The constitutional claim:
S&P’s downgrade “prompted renewed scrutiny of an industry that has been harshly criticized since the financial crisis [of 2008],,,The pushback against S&P echoes the complaints of other governments that have had their debt downgraded and responded with cries of unfairness.”
– “Anger Over Credit Ratings Resurfaces in Washington,” New York Times, August 7, 2011
The constitutional response:
On both sides of the Atlantic, the most influential private agencies that provide – mainly for the benefit of investors – ratings on the creditworthiness of governments are facing new demands to cut back their power. In the U.S., the agencies’ lawyers have been polishing arguments they have used to try to head off lawsuits growing out of the 2008 crisis, relying on the First Amendment to shield their ratings as a form of free speech.

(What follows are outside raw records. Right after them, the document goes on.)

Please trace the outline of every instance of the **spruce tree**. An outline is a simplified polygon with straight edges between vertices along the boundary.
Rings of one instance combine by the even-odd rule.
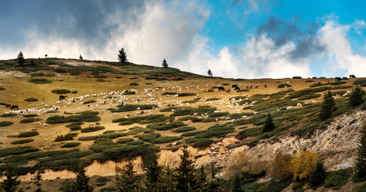
[[[88,183],[90,177],[86,175],[86,171],[84,168],[82,163],[79,163],[78,167],[78,173],[76,175],[76,180],[72,181],[70,187],[70,191],[71,192],[79,192],[82,191],[88,192],[93,191],[93,188],[89,186]]]
[[[135,175],[133,162],[130,161],[123,168],[116,170],[116,191],[118,192],[139,191],[139,186],[137,177]]]
[[[212,72],[211,71],[211,69],[209,69],[208,71],[207,71],[207,75],[210,76],[212,76],[213,74],[212,73]]]
[[[124,52],[124,49],[122,48],[118,51],[118,60],[121,63],[127,63],[128,62],[127,59],[127,55]]]
[[[18,179],[18,177],[14,171],[14,167],[10,165],[10,160],[9,161],[5,167],[5,170],[3,175],[3,176],[6,177],[6,179],[3,180],[0,182],[0,191],[15,192],[19,188],[19,185],[22,181]]]
[[[310,178],[309,184],[312,187],[318,187],[323,185],[326,176],[325,167],[320,159],[318,159],[315,165],[315,169]]]
[[[165,58],[164,58],[164,60],[163,60],[163,63],[161,64],[161,67],[165,68],[168,67],[168,63],[167,63],[167,60],[165,60]]]
[[[21,67],[24,67],[25,61],[24,61],[24,56],[23,54],[23,52],[22,52],[22,51],[20,51],[18,54],[16,59],[18,60],[18,63],[19,64],[19,66]]]
[[[188,146],[184,145],[181,149],[183,154],[180,155],[182,161],[175,170],[175,180],[176,189],[179,191],[191,191],[196,185],[193,161],[191,159]]]
[[[355,160],[355,177],[363,177],[366,180],[366,125],[360,131],[361,135],[358,138],[358,143],[356,148],[356,159]]]
[[[272,131],[276,127],[274,126],[274,123],[273,123],[273,119],[272,118],[271,114],[268,113],[267,115],[266,121],[264,122],[264,125],[263,126],[263,132]]]
[[[42,178],[42,176],[41,175],[41,172],[39,170],[38,170],[37,174],[34,175],[34,178],[36,179],[36,181],[33,182],[37,187],[37,189],[34,191],[34,192],[43,192],[42,186],[41,185],[41,184],[40,183],[40,181],[41,181]]]
[[[319,117],[322,120],[324,120],[330,117],[333,112],[336,110],[334,98],[332,97],[332,92],[328,90],[323,97]]]
[[[348,102],[352,106],[358,106],[363,103],[362,97],[365,94],[363,89],[358,85],[352,89],[352,92],[348,95]]]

In Washington, Congress and the Securities and Exchange Commission are working on the details of carrying out the new “Dodd-Frank” Wall Street reform law, which would open the rating agencies to more lawsuits under the securities laws, and would require all federal agencies to stop relying on the private ratings of credit risks, and move to a system of independent credit analysis.
In Europe, there is even a proposal to suspend private credit ratings for any country that is getting financial assistance from a coalition of neighboring nations, and set up instead a public credit rating agency.

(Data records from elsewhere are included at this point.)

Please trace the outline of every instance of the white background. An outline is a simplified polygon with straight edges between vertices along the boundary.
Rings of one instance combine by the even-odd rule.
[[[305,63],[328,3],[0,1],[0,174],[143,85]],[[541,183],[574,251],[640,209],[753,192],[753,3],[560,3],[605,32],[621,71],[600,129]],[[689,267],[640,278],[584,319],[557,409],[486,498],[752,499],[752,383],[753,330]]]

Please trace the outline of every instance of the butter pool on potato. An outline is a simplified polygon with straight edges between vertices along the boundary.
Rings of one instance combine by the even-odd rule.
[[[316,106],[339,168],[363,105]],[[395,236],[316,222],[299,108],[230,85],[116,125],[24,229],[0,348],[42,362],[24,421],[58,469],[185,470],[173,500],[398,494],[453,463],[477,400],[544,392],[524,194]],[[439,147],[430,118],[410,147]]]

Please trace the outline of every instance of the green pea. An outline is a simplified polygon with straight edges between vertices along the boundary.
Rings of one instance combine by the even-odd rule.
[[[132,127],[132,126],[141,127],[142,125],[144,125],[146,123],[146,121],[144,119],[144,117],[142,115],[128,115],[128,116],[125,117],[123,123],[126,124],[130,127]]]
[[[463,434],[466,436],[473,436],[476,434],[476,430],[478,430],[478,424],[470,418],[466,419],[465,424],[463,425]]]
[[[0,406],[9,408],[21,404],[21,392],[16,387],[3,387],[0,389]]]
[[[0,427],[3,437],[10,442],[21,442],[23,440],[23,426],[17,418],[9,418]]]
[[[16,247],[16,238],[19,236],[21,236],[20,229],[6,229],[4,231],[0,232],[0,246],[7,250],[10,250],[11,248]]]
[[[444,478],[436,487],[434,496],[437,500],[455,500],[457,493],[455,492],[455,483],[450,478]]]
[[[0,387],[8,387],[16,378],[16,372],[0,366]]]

Nothing that radical is in the offing in the U.S., but a lively debate, going on before S&P lowered the U.S. rating but intensified in the wake of that move, over ways to break up the triopoly that now dominates the ratings industry by introducing new competitors. But this effort, too, seems at times to be bogging down in the same partisan bickering that S&P cited in its downgrade. There are active efforts in Congress, for example, to repeal key provisions of the Dodd-Frank law, especially as they apply to rating agencies.
The constitutional counter-argument that the rating agencies’ lawyers have at hand have already been tried, with mixed results, in the federal courts.
In a now famous case in a U.S. District Court in New York, involving foreign and U.S. investors’ claims of flawed ratings by S&P and Moody’s, the agencies recruited one of the most seasoned First Amendment advocates – Floyd Abrams – to make sweeping claims for free-speech protection. “The potential for inhibition of the free flow of information inherent in imposing virtually unlimited liability for an arguably ‘erroneous;’ or ‘mistaken’ assessment is plain,” he wrote in a legal brief.
District Judge Shira Sheindlin, in response, concluded that the rating agencies do have First Amendment protection when they issue their assessments as “matters of public concern” – such as, for example, the creditworthiness of governments or of publicly traded private firms. But, the judge added, that protection is not available when the agencies confine their ratings to “a select group of investors rather than to the public at large.”
They are not shielded, she added, when they take part in arranging the sale of a rated investment, and when they misrepresent to investors the arrangements made and cover up their own doubts about the validity of their high rankings.
With the official ire against the agencies now rising, there no doubt will be more such court tests of where their free speech ends, and legal woe begins.